Greetings. This is one of those dreaded "shouldn't it be faster?" type questions, but I'm hoping someone can help me, because I am truly baffled.
I'm trying to explore instancing a bit. To that end, I created a demo that has 50,000 randomly-positioned cubes. It's running full-screen, at the native resolution of my monitor. Vsync is forced off through the NVidia control panel. No anti-aliasing. I'm also not doing any frustum culling, but I am doing back-face culling. Here is a screenshot:
The shaders are very simple. All they do is calculate some basic flat shading:
#version 430
layout(location = 0) in vec4 pos;
layout(location = 1) in vec3 norm;
uniform mat4 mv;
uniform mat4 mvp;
out vec3 varNorm;
out vec3 varLightDir;
void main() {
gl_Position = mvp*pos;
varNorm = (mv*vec4(norm,0)).xyz;
varLightDir = (mv*vec4(1.5,2.0,1.0,0)).xyz;
}
#version 430
in vec3 varNorm;
in vec3 varLightDir;
out vec4 fragColor;
void main() {
vec3 normal = normalize(varNorm);
vec3 lightDir = normalize(varLightDir);
float lambert = dot(normal,lightDir);
fragColor = vec4(lambert,lambert,lambert,1);
}
I know I have a little bit of cruft in there (hard-coded light passed as a varying), but the shaders are not very complicated.
I eventually wrote three versions of the program:
- One that draws each cube individually with DrawArrays (no indexing)
- One that draws each cube individually with DrawElements (indexed, with 24 unique verts instead of 36, no vertex cache optimization)

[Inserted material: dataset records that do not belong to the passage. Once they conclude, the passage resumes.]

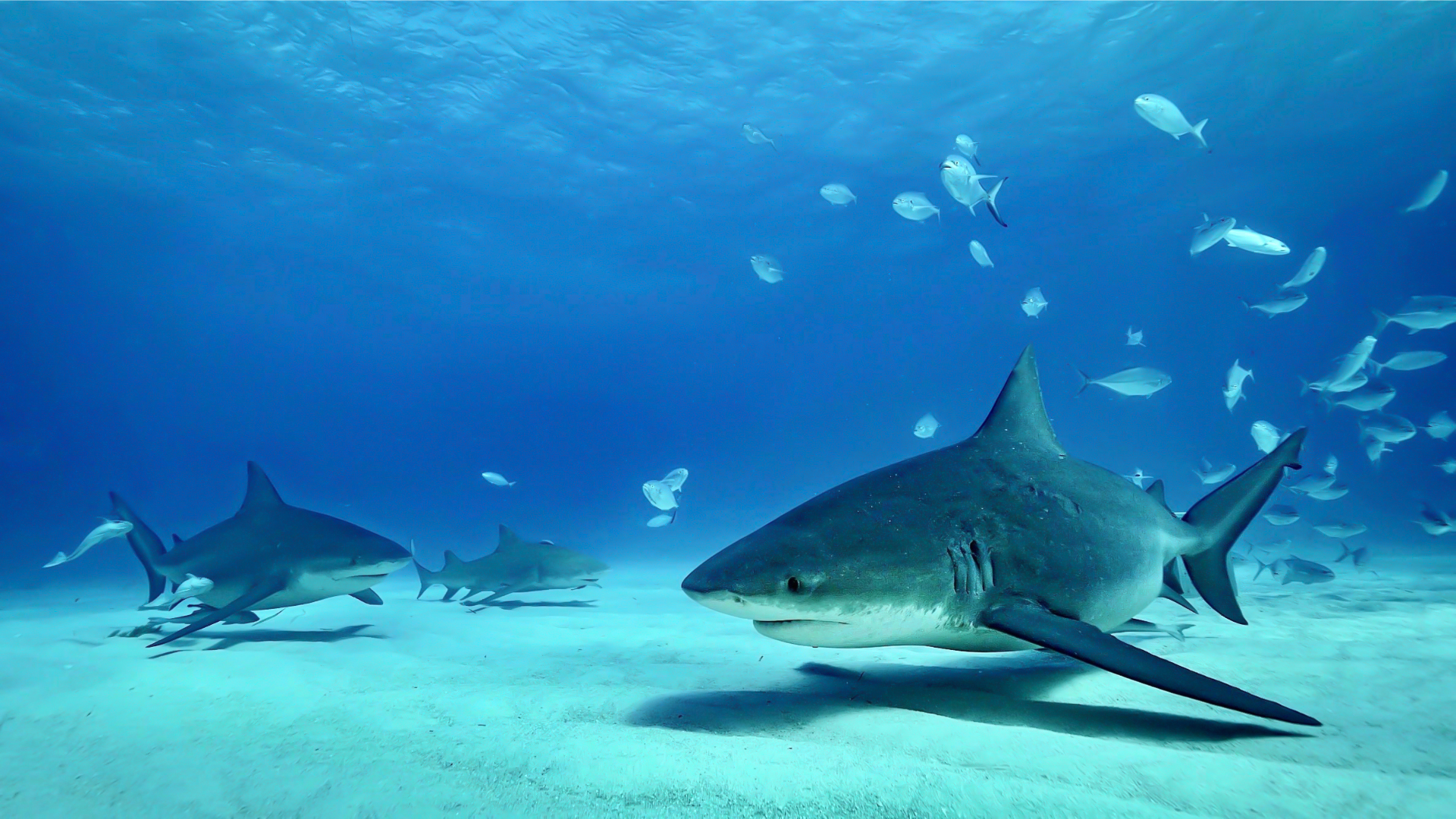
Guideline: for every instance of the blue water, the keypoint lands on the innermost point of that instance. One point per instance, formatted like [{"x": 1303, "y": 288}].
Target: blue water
[{"x": 382, "y": 248}]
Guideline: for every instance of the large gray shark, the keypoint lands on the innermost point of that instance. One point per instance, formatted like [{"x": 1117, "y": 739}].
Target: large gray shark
[
  {"x": 995, "y": 544},
  {"x": 513, "y": 567},
  {"x": 268, "y": 556}
]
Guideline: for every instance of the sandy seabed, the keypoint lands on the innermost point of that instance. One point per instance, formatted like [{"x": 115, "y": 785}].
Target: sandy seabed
[{"x": 634, "y": 701}]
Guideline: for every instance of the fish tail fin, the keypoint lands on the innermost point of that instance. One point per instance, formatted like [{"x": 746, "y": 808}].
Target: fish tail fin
[
  {"x": 1381, "y": 322},
  {"x": 1197, "y": 134},
  {"x": 1222, "y": 516},
  {"x": 990, "y": 202},
  {"x": 145, "y": 544}
]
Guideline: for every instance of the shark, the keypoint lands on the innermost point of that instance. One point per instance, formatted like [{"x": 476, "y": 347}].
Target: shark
[
  {"x": 268, "y": 556},
  {"x": 514, "y": 566},
  {"x": 999, "y": 542}
]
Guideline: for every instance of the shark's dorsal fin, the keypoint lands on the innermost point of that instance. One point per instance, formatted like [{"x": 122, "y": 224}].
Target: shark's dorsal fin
[
  {"x": 1019, "y": 414},
  {"x": 1155, "y": 491},
  {"x": 259, "y": 488}
]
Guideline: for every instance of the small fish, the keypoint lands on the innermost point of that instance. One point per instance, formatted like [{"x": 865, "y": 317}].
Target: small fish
[
  {"x": 1429, "y": 193},
  {"x": 968, "y": 148},
  {"x": 981, "y": 256},
  {"x": 1133, "y": 381},
  {"x": 1296, "y": 570},
  {"x": 1332, "y": 493},
  {"x": 927, "y": 426},
  {"x": 1440, "y": 426},
  {"x": 676, "y": 479},
  {"x": 1407, "y": 362},
  {"x": 767, "y": 268},
  {"x": 1435, "y": 522},
  {"x": 756, "y": 137},
  {"x": 915, "y": 206},
  {"x": 660, "y": 494},
  {"x": 1286, "y": 302},
  {"x": 1253, "y": 241},
  {"x": 1307, "y": 271},
  {"x": 1347, "y": 369},
  {"x": 1341, "y": 529},
  {"x": 1210, "y": 475},
  {"x": 1312, "y": 484},
  {"x": 836, "y": 193},
  {"x": 1391, "y": 428},
  {"x": 107, "y": 531},
  {"x": 1033, "y": 302},
  {"x": 191, "y": 588},
  {"x": 1165, "y": 117},
  {"x": 1357, "y": 557},
  {"x": 1267, "y": 436},
  {"x": 1282, "y": 515},
  {"x": 1209, "y": 234},
  {"x": 1421, "y": 312},
  {"x": 1375, "y": 447},
  {"x": 1234, "y": 385},
  {"x": 1366, "y": 400}
]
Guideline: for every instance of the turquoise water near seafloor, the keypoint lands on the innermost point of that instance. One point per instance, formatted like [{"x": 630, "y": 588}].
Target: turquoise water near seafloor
[{"x": 383, "y": 248}]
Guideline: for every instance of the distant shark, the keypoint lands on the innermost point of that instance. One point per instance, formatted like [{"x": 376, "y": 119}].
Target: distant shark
[
  {"x": 268, "y": 556},
  {"x": 999, "y": 542},
  {"x": 513, "y": 567}
]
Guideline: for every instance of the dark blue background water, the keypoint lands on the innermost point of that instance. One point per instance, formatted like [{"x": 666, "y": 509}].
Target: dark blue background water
[{"x": 384, "y": 248}]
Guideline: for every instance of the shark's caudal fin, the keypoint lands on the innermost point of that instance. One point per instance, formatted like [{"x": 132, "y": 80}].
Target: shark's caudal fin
[
  {"x": 146, "y": 545},
  {"x": 428, "y": 579},
  {"x": 1223, "y": 515}
]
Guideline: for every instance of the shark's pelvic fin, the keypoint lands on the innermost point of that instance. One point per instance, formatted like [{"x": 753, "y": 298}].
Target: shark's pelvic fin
[
  {"x": 1223, "y": 515},
  {"x": 1030, "y": 621},
  {"x": 146, "y": 545},
  {"x": 253, "y": 596},
  {"x": 261, "y": 491},
  {"x": 1019, "y": 417}
]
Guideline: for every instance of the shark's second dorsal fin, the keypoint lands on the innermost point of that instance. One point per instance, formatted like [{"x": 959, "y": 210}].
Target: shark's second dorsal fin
[
  {"x": 1019, "y": 414},
  {"x": 1155, "y": 491},
  {"x": 259, "y": 488}
]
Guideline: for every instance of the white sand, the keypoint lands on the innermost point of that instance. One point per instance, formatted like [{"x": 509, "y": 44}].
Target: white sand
[{"x": 645, "y": 704}]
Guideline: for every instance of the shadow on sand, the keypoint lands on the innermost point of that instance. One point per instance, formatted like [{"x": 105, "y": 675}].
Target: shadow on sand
[
  {"x": 1003, "y": 694},
  {"x": 274, "y": 635},
  {"x": 510, "y": 605}
]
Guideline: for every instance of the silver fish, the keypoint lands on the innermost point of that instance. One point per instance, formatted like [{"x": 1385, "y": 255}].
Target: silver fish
[{"x": 1133, "y": 381}]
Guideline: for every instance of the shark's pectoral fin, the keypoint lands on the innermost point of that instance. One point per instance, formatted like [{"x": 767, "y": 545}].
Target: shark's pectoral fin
[
  {"x": 256, "y": 594},
  {"x": 1033, "y": 623}
]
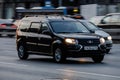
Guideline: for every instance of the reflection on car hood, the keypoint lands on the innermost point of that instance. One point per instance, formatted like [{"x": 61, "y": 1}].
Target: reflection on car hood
[
  {"x": 101, "y": 33},
  {"x": 79, "y": 35}
]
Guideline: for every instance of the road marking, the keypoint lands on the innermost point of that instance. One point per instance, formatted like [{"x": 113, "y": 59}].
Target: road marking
[
  {"x": 13, "y": 64},
  {"x": 88, "y": 73}
]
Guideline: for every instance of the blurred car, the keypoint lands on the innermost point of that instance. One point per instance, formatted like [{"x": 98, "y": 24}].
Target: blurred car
[
  {"x": 7, "y": 27},
  {"x": 111, "y": 19},
  {"x": 94, "y": 29},
  {"x": 96, "y": 19}
]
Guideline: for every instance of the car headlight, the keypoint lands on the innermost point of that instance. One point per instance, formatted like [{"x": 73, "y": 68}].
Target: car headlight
[
  {"x": 109, "y": 38},
  {"x": 71, "y": 41},
  {"x": 102, "y": 40}
]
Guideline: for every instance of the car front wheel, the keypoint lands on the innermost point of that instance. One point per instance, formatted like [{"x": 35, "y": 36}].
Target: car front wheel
[
  {"x": 22, "y": 54},
  {"x": 98, "y": 59},
  {"x": 59, "y": 56}
]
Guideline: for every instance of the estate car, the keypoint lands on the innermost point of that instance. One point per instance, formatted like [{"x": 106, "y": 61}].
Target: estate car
[{"x": 59, "y": 37}]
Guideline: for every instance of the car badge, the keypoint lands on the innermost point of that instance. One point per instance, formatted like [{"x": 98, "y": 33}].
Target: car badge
[{"x": 89, "y": 41}]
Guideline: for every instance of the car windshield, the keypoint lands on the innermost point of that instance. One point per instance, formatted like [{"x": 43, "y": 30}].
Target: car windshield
[
  {"x": 90, "y": 26},
  {"x": 5, "y": 21},
  {"x": 68, "y": 27}
]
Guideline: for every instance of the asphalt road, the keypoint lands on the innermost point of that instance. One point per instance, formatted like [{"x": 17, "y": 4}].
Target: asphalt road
[{"x": 44, "y": 68}]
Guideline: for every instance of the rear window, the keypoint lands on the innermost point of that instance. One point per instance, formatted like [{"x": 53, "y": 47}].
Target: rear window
[{"x": 68, "y": 27}]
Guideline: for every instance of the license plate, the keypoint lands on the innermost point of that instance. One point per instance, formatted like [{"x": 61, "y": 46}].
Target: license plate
[{"x": 90, "y": 48}]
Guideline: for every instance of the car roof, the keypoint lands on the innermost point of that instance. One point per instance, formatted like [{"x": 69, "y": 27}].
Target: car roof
[
  {"x": 113, "y": 14},
  {"x": 83, "y": 20},
  {"x": 48, "y": 18}
]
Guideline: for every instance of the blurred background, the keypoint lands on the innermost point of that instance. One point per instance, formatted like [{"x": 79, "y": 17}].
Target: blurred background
[{"x": 87, "y": 8}]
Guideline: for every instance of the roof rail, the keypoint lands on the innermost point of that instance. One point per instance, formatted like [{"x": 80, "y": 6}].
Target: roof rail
[{"x": 48, "y": 16}]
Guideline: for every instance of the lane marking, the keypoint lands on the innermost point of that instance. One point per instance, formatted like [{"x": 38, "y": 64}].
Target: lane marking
[
  {"x": 88, "y": 73},
  {"x": 13, "y": 64}
]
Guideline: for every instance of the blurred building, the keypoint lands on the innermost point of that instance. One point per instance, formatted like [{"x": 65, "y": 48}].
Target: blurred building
[{"x": 88, "y": 8}]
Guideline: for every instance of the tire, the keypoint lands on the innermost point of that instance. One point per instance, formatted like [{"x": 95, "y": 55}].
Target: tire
[
  {"x": 22, "y": 53},
  {"x": 107, "y": 51},
  {"x": 98, "y": 59},
  {"x": 10, "y": 35},
  {"x": 59, "y": 56}
]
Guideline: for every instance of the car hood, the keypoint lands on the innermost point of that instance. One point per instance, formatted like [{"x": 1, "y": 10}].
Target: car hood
[
  {"x": 101, "y": 33},
  {"x": 79, "y": 35}
]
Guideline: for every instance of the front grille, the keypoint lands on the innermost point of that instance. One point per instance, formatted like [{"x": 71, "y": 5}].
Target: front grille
[{"x": 89, "y": 42}]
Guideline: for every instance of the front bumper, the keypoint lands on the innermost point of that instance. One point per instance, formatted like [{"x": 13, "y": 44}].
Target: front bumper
[
  {"x": 109, "y": 44},
  {"x": 80, "y": 51}
]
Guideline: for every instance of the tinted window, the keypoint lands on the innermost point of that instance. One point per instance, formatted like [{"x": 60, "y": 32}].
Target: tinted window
[
  {"x": 68, "y": 27},
  {"x": 90, "y": 26},
  {"x": 112, "y": 18},
  {"x": 44, "y": 27},
  {"x": 35, "y": 27},
  {"x": 24, "y": 25}
]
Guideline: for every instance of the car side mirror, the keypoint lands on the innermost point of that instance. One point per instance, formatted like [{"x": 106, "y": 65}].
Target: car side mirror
[
  {"x": 92, "y": 31},
  {"x": 47, "y": 32},
  {"x": 103, "y": 22}
]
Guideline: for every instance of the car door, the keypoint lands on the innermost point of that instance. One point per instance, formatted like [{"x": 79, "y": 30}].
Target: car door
[
  {"x": 110, "y": 20},
  {"x": 44, "y": 39},
  {"x": 33, "y": 36}
]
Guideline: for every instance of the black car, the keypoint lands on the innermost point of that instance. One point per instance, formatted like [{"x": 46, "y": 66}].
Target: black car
[
  {"x": 94, "y": 29},
  {"x": 60, "y": 37},
  {"x": 7, "y": 27}
]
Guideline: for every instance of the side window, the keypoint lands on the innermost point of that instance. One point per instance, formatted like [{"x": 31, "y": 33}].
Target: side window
[
  {"x": 115, "y": 18},
  {"x": 35, "y": 27},
  {"x": 111, "y": 18},
  {"x": 44, "y": 27},
  {"x": 106, "y": 19},
  {"x": 25, "y": 24}
]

- One that draws all cubes at once with DrawElementsInstanced (same indexing as before)
I noticed zero performance difference between these variations. In order to really test this, I decided to run each version of the program several times each, with a different number of cubes each time: 1000, 2000, 5000, 10000, 20000, 50000, 100000, 200000, 500000, 1000000. I am using QueryPerformanceCounter and QueryPerformanceFrequency to measure the frame times. I store the frame times in memory until the program is closed, at which point I print them out to a csv file. I then opened each csv file in Excel and averaged the frame times. At times, I omitted the first few frames of data from the average, as these were often obvious outliers.
Here are the results.
This is a log-log plot showing that the increase in frame time is linear with respect to the number of cubes drawn, and performance is essentially the same no matter which technique I used. One word of explanation about the "Pan" suffix: I actually ran two versions of each program. In one version, the camera was static. In another version, the camera was panning. The reason I did this is that keeping the camera static allowed me to avoid updating the matrix uniforms each frame. I didn't expect this to cause a big performance increase, except for in the DrawElementsInstanced version, where the static camera allows me to actually skip updating the big buffers that hold all of the matrices.
This is a linear plot of just the 100,000-1,000,000 cubes range. The log-log plot sometimes exaggerates or downplays differences, so I just wanted to show that the linear plot shows essentially the same thing. In fact, the DrawArraysPan method was fastest, even though I expected it to be the slowest.
This is just a plot of the triangles-per-second I'm getting with each method. As you can see, they are essentially all the same. I understand that triangles-per-second is not a great absolute measure of performance, but since I'm comparing apples-to-apples here, it seems to be a good relative measure.
Speaking of which, I feel like the triangles-per-second numbers are really low. I know that I just said that triangles-per-second are a bad absolute measure of performance, but hear me out. The computer I'm testing this on has an Intel Core i5-4570, 8GB RAM, and a GTX 770. I feel like these numbers are a couple orders of magnitude lower than what I would expect.
Anyway, I'm trying to find what the bottleneck is, but everything just seems to be linear with respect to the number of models being drawn, regardless of how many unique verts are in that model, and regardless of how many draw calls are involved.